Violaine Boutet de Monvel

Art writer & translator | Lecturer & PhD candidate

Andrew LaMar Hopkins

Texte d’exposition publié par MASSIMODECARLO Pièce Unique (Paris), janvier 2023.

Après une première exposition collective à MASSIMODECARLO Pièce Unique en 2021, le peintre extraordinaire Andrew LaMar Hopkins – alias Désirée Joséphine Duplantier, son alter ego drag – revient en solo avec six miniatures récentes : une nouvelle occasion pour les citoyens lumière d’entrevoir un instant l’histoire peu racontée, voire oubliée, des créoles de la Nouvelle-Orléans au début du 19ème siècle, auxquels il a consacré l’ensemble de son œuvre. Bien que la définition ait évolué au fil des ans, le terme créole désignait à l’origine les personnes nées en Louisiane coloniale sous domination française et espagnole, quelle que soit leur filiation ou leur couleur de peau. Après l’achat du territoire par les États-Unis en 1803, cette catégorie fut plus avant réduite à l’autre plus ancienne des « gens de couleur libres » – dès lors, un groupe indépendant d’Américains métis ayant des ancêtres européens, ouest-africains et amérindiens, c’est-à-dire descendant à la fois de colons, d’esclaves et d’autochtones.

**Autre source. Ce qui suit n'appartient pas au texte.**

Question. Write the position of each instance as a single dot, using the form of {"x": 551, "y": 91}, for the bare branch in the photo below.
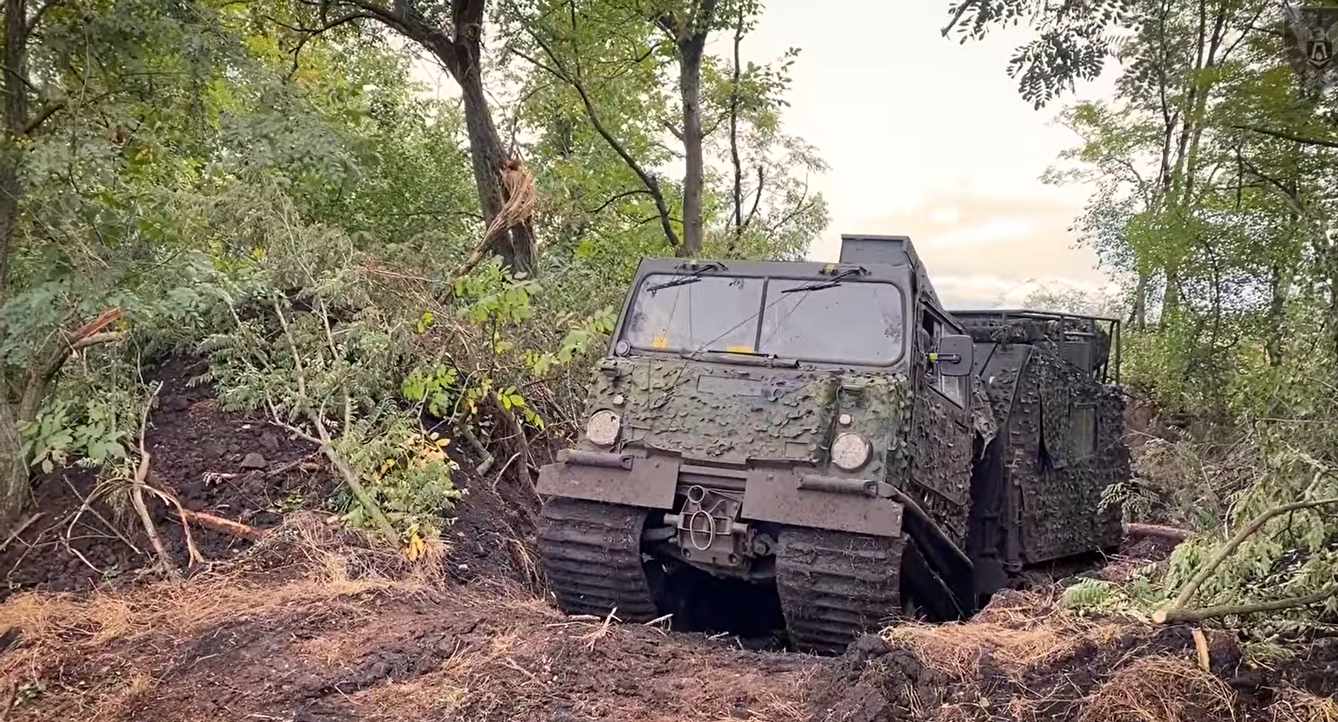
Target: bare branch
{"x": 1255, "y": 524}
{"x": 42, "y": 116}
{"x": 1172, "y": 617}
{"x": 1286, "y": 135}
{"x": 649, "y": 181}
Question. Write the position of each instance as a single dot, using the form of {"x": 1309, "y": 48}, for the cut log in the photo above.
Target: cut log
{"x": 1174, "y": 534}
{"x": 224, "y": 526}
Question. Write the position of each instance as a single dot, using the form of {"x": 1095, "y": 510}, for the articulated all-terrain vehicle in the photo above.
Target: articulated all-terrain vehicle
{"x": 828, "y": 431}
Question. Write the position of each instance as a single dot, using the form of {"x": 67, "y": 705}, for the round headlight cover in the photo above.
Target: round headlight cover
{"x": 602, "y": 428}
{"x": 850, "y": 451}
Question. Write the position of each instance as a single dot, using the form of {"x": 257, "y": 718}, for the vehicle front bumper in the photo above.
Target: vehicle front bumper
{"x": 798, "y": 496}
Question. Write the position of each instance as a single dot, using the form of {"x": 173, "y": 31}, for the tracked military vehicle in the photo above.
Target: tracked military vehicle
{"x": 831, "y": 432}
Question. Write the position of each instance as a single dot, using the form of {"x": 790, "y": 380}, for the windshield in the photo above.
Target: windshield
{"x": 716, "y": 312}
{"x": 848, "y": 322}
{"x": 852, "y": 322}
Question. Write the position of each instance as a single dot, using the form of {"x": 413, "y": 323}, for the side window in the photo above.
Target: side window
{"x": 951, "y": 387}
{"x": 1084, "y": 432}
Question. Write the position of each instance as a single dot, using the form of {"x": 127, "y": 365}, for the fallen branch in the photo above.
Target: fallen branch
{"x": 300, "y": 464}
{"x": 137, "y": 492}
{"x": 1191, "y": 587}
{"x": 478, "y": 445}
{"x": 225, "y": 526}
{"x": 1200, "y": 647}
{"x": 1178, "y": 615}
{"x": 1159, "y": 531}
{"x": 192, "y": 551}
{"x": 517, "y": 210}
{"x": 86, "y": 506}
{"x": 19, "y": 530}
{"x": 323, "y": 437}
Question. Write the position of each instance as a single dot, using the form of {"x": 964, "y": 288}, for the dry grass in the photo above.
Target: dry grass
{"x": 319, "y": 567}
{"x": 1017, "y": 638}
{"x": 1159, "y": 689}
{"x": 1293, "y": 705}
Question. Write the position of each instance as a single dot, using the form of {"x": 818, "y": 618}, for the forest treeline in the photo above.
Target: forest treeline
{"x": 264, "y": 185}
{"x": 1214, "y": 177}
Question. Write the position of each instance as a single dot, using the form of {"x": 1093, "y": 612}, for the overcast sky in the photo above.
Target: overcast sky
{"x": 927, "y": 138}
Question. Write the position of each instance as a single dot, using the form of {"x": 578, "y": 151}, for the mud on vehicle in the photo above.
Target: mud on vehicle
{"x": 827, "y": 431}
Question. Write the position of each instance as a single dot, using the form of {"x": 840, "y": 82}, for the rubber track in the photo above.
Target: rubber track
{"x": 836, "y": 586}
{"x": 592, "y": 556}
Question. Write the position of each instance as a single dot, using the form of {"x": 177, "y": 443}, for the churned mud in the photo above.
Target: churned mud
{"x": 311, "y": 625}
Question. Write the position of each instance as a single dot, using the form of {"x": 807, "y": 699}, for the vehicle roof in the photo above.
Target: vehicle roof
{"x": 768, "y": 268}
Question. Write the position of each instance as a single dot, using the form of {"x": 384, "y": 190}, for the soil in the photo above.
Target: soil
{"x": 312, "y": 626}
{"x": 237, "y": 468}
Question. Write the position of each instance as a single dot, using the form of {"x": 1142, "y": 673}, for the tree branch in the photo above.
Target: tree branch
{"x": 1211, "y": 566}
{"x": 614, "y": 199}
{"x": 957, "y": 16}
{"x": 649, "y": 181}
{"x": 1172, "y": 617}
{"x": 42, "y": 116}
{"x": 36, "y": 16}
{"x": 1291, "y": 137}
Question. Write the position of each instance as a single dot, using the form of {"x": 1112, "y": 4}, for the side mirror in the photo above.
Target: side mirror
{"x": 956, "y": 356}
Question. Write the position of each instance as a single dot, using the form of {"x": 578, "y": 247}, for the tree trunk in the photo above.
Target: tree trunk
{"x": 15, "y": 118}
{"x": 733, "y": 134}
{"x": 689, "y": 86}
{"x": 515, "y": 246}
{"x": 14, "y": 469}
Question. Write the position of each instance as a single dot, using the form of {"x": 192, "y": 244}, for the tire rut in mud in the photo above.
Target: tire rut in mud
{"x": 835, "y": 586}
{"x": 592, "y": 556}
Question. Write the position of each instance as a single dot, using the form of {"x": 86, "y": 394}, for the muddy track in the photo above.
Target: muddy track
{"x": 592, "y": 556}
{"x": 835, "y": 586}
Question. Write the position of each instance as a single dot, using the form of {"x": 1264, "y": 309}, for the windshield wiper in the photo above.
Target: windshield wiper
{"x": 831, "y": 282}
{"x": 689, "y": 278}
{"x": 752, "y": 357}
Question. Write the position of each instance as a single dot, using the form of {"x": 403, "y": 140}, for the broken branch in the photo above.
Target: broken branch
{"x": 1158, "y": 530}
{"x": 1178, "y": 615}
{"x": 137, "y": 492}
{"x": 220, "y": 524}
{"x": 1162, "y": 617}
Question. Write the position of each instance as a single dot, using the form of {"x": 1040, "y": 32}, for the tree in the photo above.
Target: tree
{"x": 452, "y": 34}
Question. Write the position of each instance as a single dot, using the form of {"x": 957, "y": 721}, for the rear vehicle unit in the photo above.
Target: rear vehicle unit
{"x": 831, "y": 432}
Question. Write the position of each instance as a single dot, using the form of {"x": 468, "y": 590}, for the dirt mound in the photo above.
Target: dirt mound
{"x": 1022, "y": 658}
{"x": 242, "y": 469}
{"x": 213, "y": 461}
{"x": 332, "y": 637}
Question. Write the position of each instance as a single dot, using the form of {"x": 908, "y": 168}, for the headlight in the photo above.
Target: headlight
{"x": 602, "y": 428}
{"x": 850, "y": 451}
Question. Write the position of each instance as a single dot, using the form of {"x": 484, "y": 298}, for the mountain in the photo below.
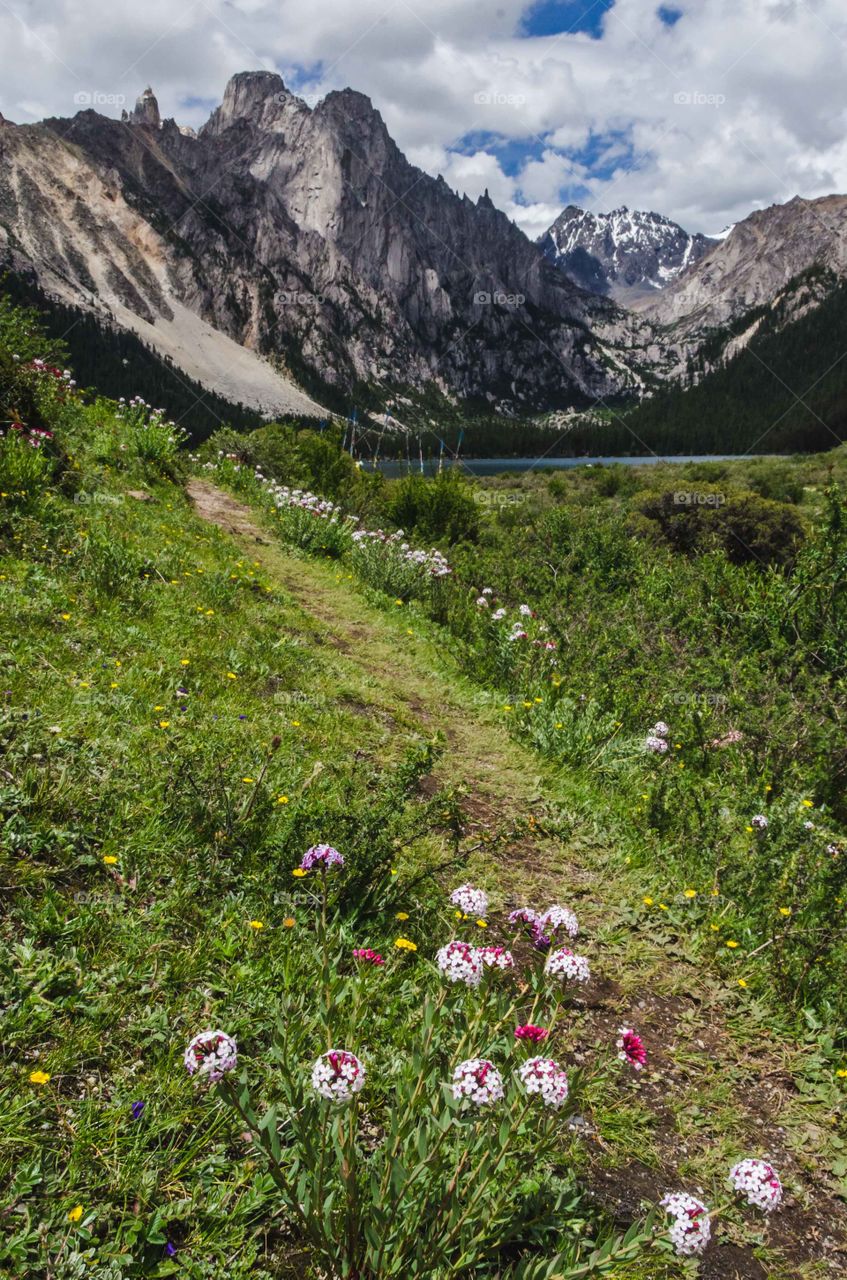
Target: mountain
{"x": 626, "y": 254}
{"x": 755, "y": 261}
{"x": 284, "y": 247}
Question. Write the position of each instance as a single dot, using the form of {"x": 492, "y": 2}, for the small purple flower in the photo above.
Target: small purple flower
{"x": 323, "y": 856}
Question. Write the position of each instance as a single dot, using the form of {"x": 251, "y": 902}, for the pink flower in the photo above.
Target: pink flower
{"x": 567, "y": 967}
{"x": 632, "y": 1050}
{"x": 691, "y": 1228}
{"x": 759, "y": 1183}
{"x": 559, "y": 918}
{"x": 459, "y": 961}
{"x": 531, "y": 1033}
{"x": 338, "y": 1075}
{"x": 497, "y": 958}
{"x": 479, "y": 1082}
{"x": 545, "y": 1077}
{"x": 471, "y": 901}
{"x": 321, "y": 855}
{"x": 210, "y": 1054}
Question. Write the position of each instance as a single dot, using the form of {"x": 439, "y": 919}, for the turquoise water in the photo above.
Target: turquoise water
{"x": 495, "y": 466}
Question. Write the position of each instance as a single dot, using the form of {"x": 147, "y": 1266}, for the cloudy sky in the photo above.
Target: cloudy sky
{"x": 700, "y": 109}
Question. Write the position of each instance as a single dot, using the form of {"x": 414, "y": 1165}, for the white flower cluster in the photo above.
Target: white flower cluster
{"x": 479, "y": 1082}
{"x": 210, "y": 1054}
{"x": 759, "y": 1183}
{"x": 471, "y": 901}
{"x": 545, "y": 1077}
{"x": 691, "y": 1229}
{"x": 497, "y": 958}
{"x": 338, "y": 1074}
{"x": 567, "y": 967}
{"x": 459, "y": 961}
{"x": 433, "y": 561}
{"x": 559, "y": 918}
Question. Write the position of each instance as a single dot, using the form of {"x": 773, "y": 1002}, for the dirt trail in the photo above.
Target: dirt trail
{"x": 697, "y": 1064}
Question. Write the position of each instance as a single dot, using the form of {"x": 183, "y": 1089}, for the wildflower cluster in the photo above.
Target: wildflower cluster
{"x": 471, "y": 901}
{"x": 479, "y": 1082}
{"x": 691, "y": 1228}
{"x": 541, "y": 927}
{"x": 459, "y": 961}
{"x": 546, "y": 1078}
{"x": 337, "y": 1075}
{"x": 567, "y": 967}
{"x": 631, "y": 1048}
{"x": 210, "y": 1054}
{"x": 759, "y": 1184}
{"x": 323, "y": 856}
{"x": 657, "y": 739}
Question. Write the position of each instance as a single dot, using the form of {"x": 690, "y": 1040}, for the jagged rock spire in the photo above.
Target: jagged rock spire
{"x": 146, "y": 110}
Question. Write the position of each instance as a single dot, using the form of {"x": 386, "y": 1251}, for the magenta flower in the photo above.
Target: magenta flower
{"x": 631, "y": 1048}
{"x": 497, "y": 958}
{"x": 323, "y": 856}
{"x": 531, "y": 1033}
{"x": 759, "y": 1183}
{"x": 210, "y": 1054}
{"x": 691, "y": 1226}
{"x": 546, "y": 1078}
{"x": 338, "y": 1075}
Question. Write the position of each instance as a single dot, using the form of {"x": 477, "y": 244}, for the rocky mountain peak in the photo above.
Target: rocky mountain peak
{"x": 252, "y": 96}
{"x": 628, "y": 254}
{"x": 146, "y": 110}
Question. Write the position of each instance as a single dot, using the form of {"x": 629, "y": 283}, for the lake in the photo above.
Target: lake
{"x": 394, "y": 467}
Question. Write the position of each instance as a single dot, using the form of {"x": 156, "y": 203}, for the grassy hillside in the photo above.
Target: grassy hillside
{"x": 195, "y": 698}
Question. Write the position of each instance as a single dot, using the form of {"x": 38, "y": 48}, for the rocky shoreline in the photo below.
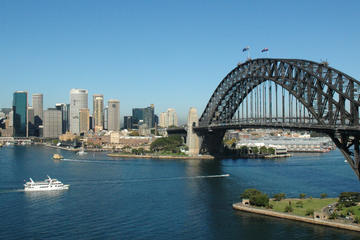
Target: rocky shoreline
{"x": 329, "y": 223}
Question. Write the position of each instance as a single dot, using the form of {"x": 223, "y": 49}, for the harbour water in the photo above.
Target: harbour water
{"x": 160, "y": 199}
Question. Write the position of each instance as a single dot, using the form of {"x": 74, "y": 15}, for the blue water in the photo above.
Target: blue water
{"x": 160, "y": 199}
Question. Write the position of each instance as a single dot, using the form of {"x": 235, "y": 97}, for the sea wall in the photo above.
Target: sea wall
{"x": 241, "y": 207}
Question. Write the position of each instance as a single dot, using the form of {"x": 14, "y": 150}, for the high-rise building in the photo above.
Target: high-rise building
{"x": 20, "y": 123}
{"x": 172, "y": 117}
{"x": 84, "y": 116}
{"x": 52, "y": 127}
{"x": 37, "y": 103}
{"x": 163, "y": 120}
{"x": 64, "y": 108}
{"x": 11, "y": 118}
{"x": 113, "y": 115}
{"x": 168, "y": 118}
{"x": 78, "y": 100}
{"x": 145, "y": 114}
{"x": 31, "y": 121}
{"x": 98, "y": 112}
{"x": 106, "y": 110}
{"x": 128, "y": 122}
{"x": 192, "y": 139}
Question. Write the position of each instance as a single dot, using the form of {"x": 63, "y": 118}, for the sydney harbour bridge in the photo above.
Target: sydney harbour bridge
{"x": 285, "y": 94}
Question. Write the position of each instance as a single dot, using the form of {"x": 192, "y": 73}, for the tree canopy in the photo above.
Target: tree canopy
{"x": 167, "y": 144}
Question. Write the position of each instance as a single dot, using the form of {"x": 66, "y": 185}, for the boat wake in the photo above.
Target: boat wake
{"x": 11, "y": 190}
{"x": 121, "y": 181}
{"x": 84, "y": 160}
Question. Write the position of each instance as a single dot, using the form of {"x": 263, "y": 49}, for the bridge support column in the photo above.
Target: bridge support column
{"x": 212, "y": 143}
{"x": 192, "y": 139}
{"x": 344, "y": 143}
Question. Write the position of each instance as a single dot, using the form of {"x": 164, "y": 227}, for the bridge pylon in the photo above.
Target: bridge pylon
{"x": 192, "y": 139}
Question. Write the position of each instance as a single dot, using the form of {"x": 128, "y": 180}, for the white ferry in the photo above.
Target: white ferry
{"x": 48, "y": 184}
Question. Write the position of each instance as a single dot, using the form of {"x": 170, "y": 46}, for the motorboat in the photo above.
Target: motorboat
{"x": 57, "y": 156}
{"x": 48, "y": 184}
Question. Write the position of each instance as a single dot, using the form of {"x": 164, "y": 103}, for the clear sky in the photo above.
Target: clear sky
{"x": 169, "y": 53}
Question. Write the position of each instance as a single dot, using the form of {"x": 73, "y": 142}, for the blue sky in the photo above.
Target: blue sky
{"x": 169, "y": 53}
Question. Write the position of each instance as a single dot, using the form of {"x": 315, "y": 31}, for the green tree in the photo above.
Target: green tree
{"x": 254, "y": 150}
{"x": 271, "y": 150}
{"x": 302, "y": 195}
{"x": 260, "y": 200}
{"x": 349, "y": 199}
{"x": 263, "y": 150}
{"x": 279, "y": 196}
{"x": 244, "y": 150}
{"x": 134, "y": 133}
{"x": 309, "y": 212}
{"x": 299, "y": 204}
{"x": 167, "y": 144}
{"x": 323, "y": 195}
{"x": 288, "y": 208}
{"x": 249, "y": 192}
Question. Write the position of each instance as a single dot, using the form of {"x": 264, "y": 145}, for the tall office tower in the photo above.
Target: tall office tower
{"x": 91, "y": 122}
{"x": 172, "y": 117}
{"x": 163, "y": 120}
{"x": 11, "y": 118}
{"x": 31, "y": 122}
{"x": 113, "y": 115}
{"x": 106, "y": 122}
{"x": 128, "y": 122}
{"x": 20, "y": 103}
{"x": 98, "y": 112}
{"x": 64, "y": 108}
{"x": 78, "y": 100}
{"x": 192, "y": 139}
{"x": 52, "y": 123}
{"x": 37, "y": 102}
{"x": 145, "y": 114}
{"x": 84, "y": 117}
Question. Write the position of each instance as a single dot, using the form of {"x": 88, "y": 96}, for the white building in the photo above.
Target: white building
{"x": 168, "y": 118}
{"x": 37, "y": 102}
{"x": 78, "y": 100}
{"x": 113, "y": 115}
{"x": 52, "y": 123}
{"x": 98, "y": 112}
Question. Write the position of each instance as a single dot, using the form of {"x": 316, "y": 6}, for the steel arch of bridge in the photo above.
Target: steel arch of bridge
{"x": 331, "y": 96}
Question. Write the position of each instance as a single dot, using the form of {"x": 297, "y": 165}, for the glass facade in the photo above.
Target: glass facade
{"x": 20, "y": 114}
{"x": 145, "y": 114}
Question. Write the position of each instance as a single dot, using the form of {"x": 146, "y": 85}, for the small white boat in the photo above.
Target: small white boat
{"x": 48, "y": 184}
{"x": 81, "y": 152}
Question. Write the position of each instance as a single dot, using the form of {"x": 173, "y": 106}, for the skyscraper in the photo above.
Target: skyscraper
{"x": 163, "y": 120}
{"x": 128, "y": 122}
{"x": 145, "y": 114}
{"x": 98, "y": 112}
{"x": 172, "y": 117}
{"x": 31, "y": 121}
{"x": 113, "y": 115}
{"x": 84, "y": 119}
{"x": 78, "y": 100}
{"x": 168, "y": 118}
{"x": 52, "y": 123}
{"x": 37, "y": 103}
{"x": 64, "y": 108}
{"x": 20, "y": 114}
{"x": 106, "y": 118}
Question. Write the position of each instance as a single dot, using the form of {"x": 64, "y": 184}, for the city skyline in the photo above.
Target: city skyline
{"x": 167, "y": 54}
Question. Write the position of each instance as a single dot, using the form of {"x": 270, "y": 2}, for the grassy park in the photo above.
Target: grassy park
{"x": 301, "y": 207}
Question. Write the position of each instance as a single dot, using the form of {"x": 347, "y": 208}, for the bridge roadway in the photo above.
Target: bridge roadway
{"x": 329, "y": 129}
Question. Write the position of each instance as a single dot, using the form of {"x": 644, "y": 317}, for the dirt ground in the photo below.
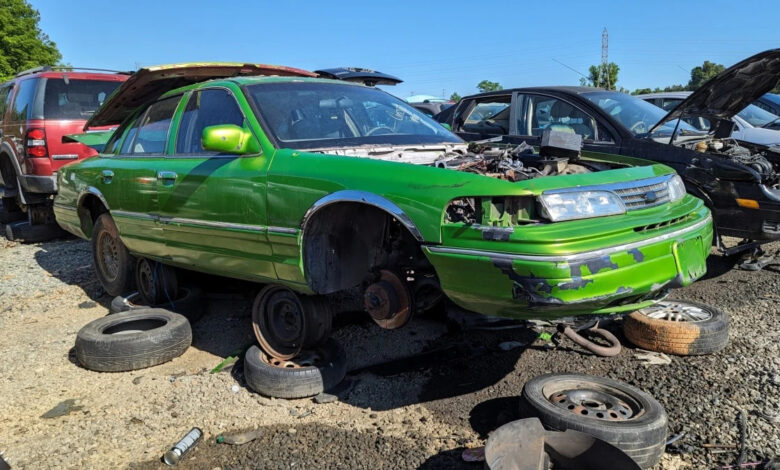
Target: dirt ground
{"x": 414, "y": 398}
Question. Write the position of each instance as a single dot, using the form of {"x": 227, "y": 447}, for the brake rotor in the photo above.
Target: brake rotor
{"x": 388, "y": 301}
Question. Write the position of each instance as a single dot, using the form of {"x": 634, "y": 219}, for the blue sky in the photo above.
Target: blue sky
{"x": 435, "y": 47}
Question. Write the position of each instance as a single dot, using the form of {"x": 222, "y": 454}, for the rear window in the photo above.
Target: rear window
{"x": 75, "y": 99}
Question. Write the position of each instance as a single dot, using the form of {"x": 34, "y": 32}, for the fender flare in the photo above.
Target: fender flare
{"x": 363, "y": 197}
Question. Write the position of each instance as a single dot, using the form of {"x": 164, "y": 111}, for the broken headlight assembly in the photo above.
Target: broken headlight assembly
{"x": 676, "y": 188}
{"x": 572, "y": 205}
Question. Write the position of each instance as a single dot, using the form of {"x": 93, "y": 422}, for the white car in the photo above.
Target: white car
{"x": 749, "y": 124}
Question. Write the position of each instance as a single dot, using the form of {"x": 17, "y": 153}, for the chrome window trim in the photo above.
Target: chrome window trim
{"x": 585, "y": 255}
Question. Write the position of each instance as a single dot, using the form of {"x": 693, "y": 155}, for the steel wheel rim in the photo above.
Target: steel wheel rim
{"x": 677, "y": 311}
{"x": 279, "y": 323}
{"x": 592, "y": 400}
{"x": 108, "y": 256}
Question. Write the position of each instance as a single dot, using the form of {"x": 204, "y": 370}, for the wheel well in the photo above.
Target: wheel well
{"x": 90, "y": 208}
{"x": 345, "y": 243}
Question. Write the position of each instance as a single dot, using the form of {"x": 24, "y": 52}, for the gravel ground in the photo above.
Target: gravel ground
{"x": 397, "y": 409}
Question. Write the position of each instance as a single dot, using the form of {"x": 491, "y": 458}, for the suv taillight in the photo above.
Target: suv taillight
{"x": 35, "y": 143}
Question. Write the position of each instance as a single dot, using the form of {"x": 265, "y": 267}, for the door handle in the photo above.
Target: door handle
{"x": 107, "y": 176}
{"x": 166, "y": 176}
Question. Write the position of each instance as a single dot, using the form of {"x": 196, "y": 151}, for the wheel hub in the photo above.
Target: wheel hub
{"x": 676, "y": 311}
{"x": 593, "y": 404}
{"x": 109, "y": 256}
{"x": 388, "y": 301}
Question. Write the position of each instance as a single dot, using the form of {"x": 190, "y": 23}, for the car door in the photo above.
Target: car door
{"x": 213, "y": 206}
{"x": 536, "y": 113}
{"x": 130, "y": 177}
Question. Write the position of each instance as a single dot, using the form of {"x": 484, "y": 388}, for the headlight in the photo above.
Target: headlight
{"x": 581, "y": 205}
{"x": 676, "y": 188}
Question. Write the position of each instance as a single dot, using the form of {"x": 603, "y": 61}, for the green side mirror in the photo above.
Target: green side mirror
{"x": 229, "y": 138}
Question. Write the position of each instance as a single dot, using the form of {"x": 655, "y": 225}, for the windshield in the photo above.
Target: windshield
{"x": 756, "y": 116}
{"x": 75, "y": 99}
{"x": 636, "y": 115}
{"x": 317, "y": 115}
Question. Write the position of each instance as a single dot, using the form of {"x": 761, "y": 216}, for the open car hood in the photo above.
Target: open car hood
{"x": 149, "y": 83}
{"x": 355, "y": 74}
{"x": 729, "y": 92}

Au cours des décennies suivantes, les créoles de la Nouvelle-Orléans en vinrent à jouir d’un statut notable en tant que commerçants, artisans ou propriétaires fonciers, certains d’entre eux comptant parmi les personnes de couleur libres les plus riches du pays. Par exemple, la reine vaudou Marie Laveau est une figure historique récurrente dans les peintures de Hopkins. Quoi qu’il en soit, l’identité qu’ils se forgèrent au carrefour de tant d’autres continua d’entretenir des liens forts avec la France : ils parlaient généralement la langue, faisaient des allers-retours dans l’ancien monde et affichaient leur prospérité à la dernière mode parisienne, qu’il s’agisse de tenues chics ou de meubles néoclassiques. La culture créole de Louisiane connut son âge d’or dans la première moitié du 19ème siècle, avant que la guerre civile américaine n’éclate et n’impose à la place sa vision raciale manichéenne, en noir et blanc. « Trop blancs pour être noirs, trop noirs pour être blancs », pour citer le livre Black Creole paru en 2017 du professeur, cinéaste et poète Maurice M. Martinez, ils virent alors leur groupe marginalisé, leurs biens rongés et leurs droits remis en question.

Originaire de Mobile, dans l’État voisin de l’Alabama, et de longue date résident de la Nouvelle-Orléans, Hopkins ne s’est pas contenté d’exhumer du passé cette culture créole, toujours vibrante, pour la célébrer. Il a également découvert qu’il en faisait partie, descendant de par son père d’un marin français – Nicolas Baudin de Tours. La concession d’un terrain en Louisiane lui fut octroyée en 1710, et les enfants que ses nombreux fils eurent avec leurs esclaves finirent par hériter de la plantation. À l’instar de ses ancêtres de couleur libres, l’artiste autodidacte s’efforce de mener grand train, incarnant l’art de vivre même qu’il souhaite ressusciter. Dandy depuis toujours, il a développé dès son plus jeune âge une soif insatiable d’histoire, d’architecture et d’arts décoratifs d’avant-guerre, ce qui l’a conduit à ouvrir à 20 ans une boutique d’antiquités en ville. S’il collectionne aujourd’hui pour son propre plaisir et se rend en France plusieurs fois par an pour faire les puces, il a mis cette passion au service de son œuvre. Exécutés avec un souci du détail éclatant, ses peintures de genre déploient dans des cadres dorés exquis et un style faussement naïf le folklore peut-être pas si perdu des créoles de la Nouvelle-Orléans, qu’il fantasme et personnifie à la perfection.

Une rétrospective de l’artiste se tient actuellement au Louisiana State Museum de la Nouvelle-Orléans, du 22 novembre 2022 au 30 septembre 2023.